Apostle (2018): Ketika Gareth Evans Bercerita Tentang Nabi Palsu

Setelah film martial arts, Gareth Evans akhirnya mencoba warna baru dalam membuat film. Dan warna yang dipilihnya adalah horror-period yang dipadu dengan spiritualitas, Apostle (2018).



Pada tahun 1905, Thomas Richardson melakukan perjalanan ke pulau terpencil di Welsh untuk menyelamatkan saudara perempuannya, Jennifer, yang telah diculik dan ditahan untuk mendapatkan tebusan oleh sekte misterius. Menyamar sebagai mualaf, Thomas bertemu dengan pemimpinnya, Malcolm Howe, yang mendirikan sekte dengan dua narapidana lainnya, Frank dan Quinn. Mereka mengklaim bahwa pulau tandus itu dibuat subur melalui pengorbanan darah. Thomas menemukan putra Frank, Jeremy, dan putri Quinn, Ffion, yang menyelinap pulang setelah kencan. Dia memaksa Jeremy untuk mengakui bahwa Jennifer diculik untuk tebusan, karena sekte tersebut tidak memiliki sumber daya untuk membayar pengorbanan hewan berkelanjutan yang diperlukan untuk menjaga kesuburan pulau itu.

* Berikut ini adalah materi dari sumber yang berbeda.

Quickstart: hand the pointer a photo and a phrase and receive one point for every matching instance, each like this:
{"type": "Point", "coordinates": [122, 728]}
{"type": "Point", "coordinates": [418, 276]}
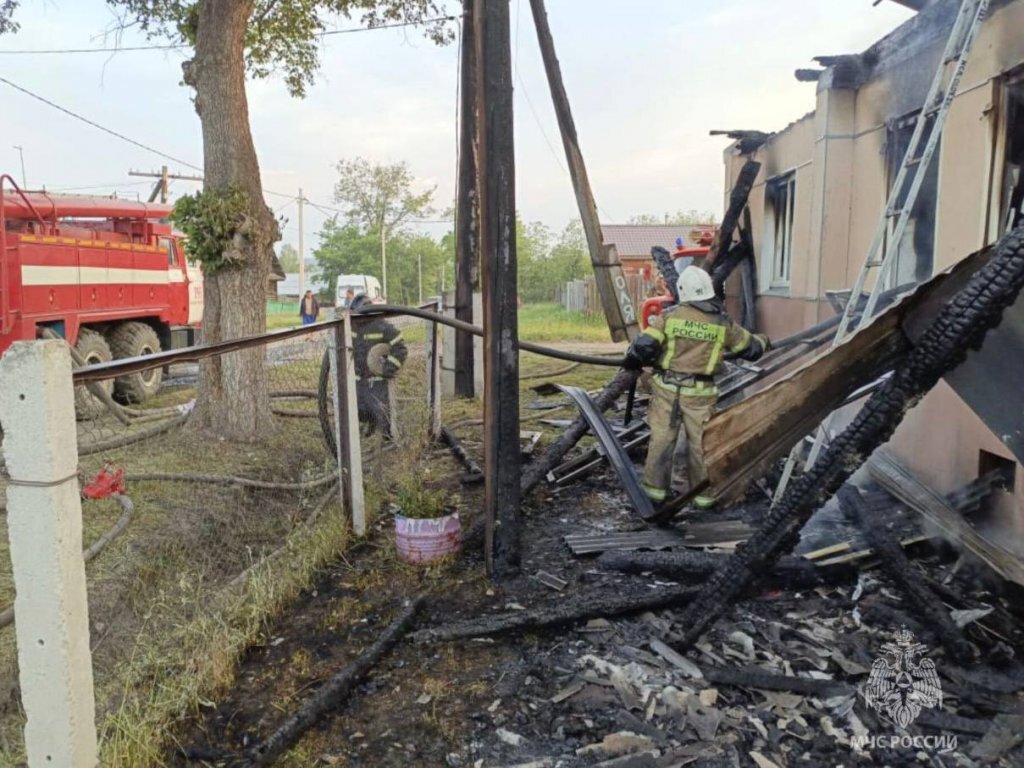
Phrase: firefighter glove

Apostle dibuka dengan cukup intens oleh Gareth. Musik gubahan Duo Indonesia, Fajar Yuskemal dan Aria Prayogi mampu memacu atmosfer. Tak lupa, Gareth menunjukkan situasi dan kondisi Inggris di tahun 1905 yang akrab dengan kesunyian. Gue suka dengan pembukaan babak pertama yang sangat menjanjikan. Kendati, penuturan Gareth sedikit lebih lambat dari biasanya, gue duga, dia ingin memberi setup yang matang, agar konfliknya lebih terasa. Namun lagi-lagi, sepertinya alur lambat Apostle tidak terlalu cocok dengan gue. Di beberapa bagian gue merasa cukup jenuh.


Sayang sekali menuju babak pertengahan dan seterusnya, tidak lagi ada yang istimewa. Semuanya berjalan biasa saja, nyaris tanpa kejutan. Bahkan gue yang awalnya menonton dengan ekspektasi cukup tinggi untuk kegilaan Gareth, dibuat memble karena sutradara The Raid ini seperti malu-malu di film ini. Meski ada beberapa adegan brutal, gue sama sekali tidak impressed.


Film yang melabeli dirinya horor ini sama sekali tidak berhasil menunjukkan kehororannya. Justru yang diperlihatkan adalah pertikaian antara Thomas dengan Nabi Palsu Malcolm dan pengikutnya. Beberapa fight scenes tampak ragu dan terlalu cemen. Berbanding terbalik dengan The Raid yang penuh kegilaan dan totalitas. Gue rasa Apostle memang gagal total dalam hal ini.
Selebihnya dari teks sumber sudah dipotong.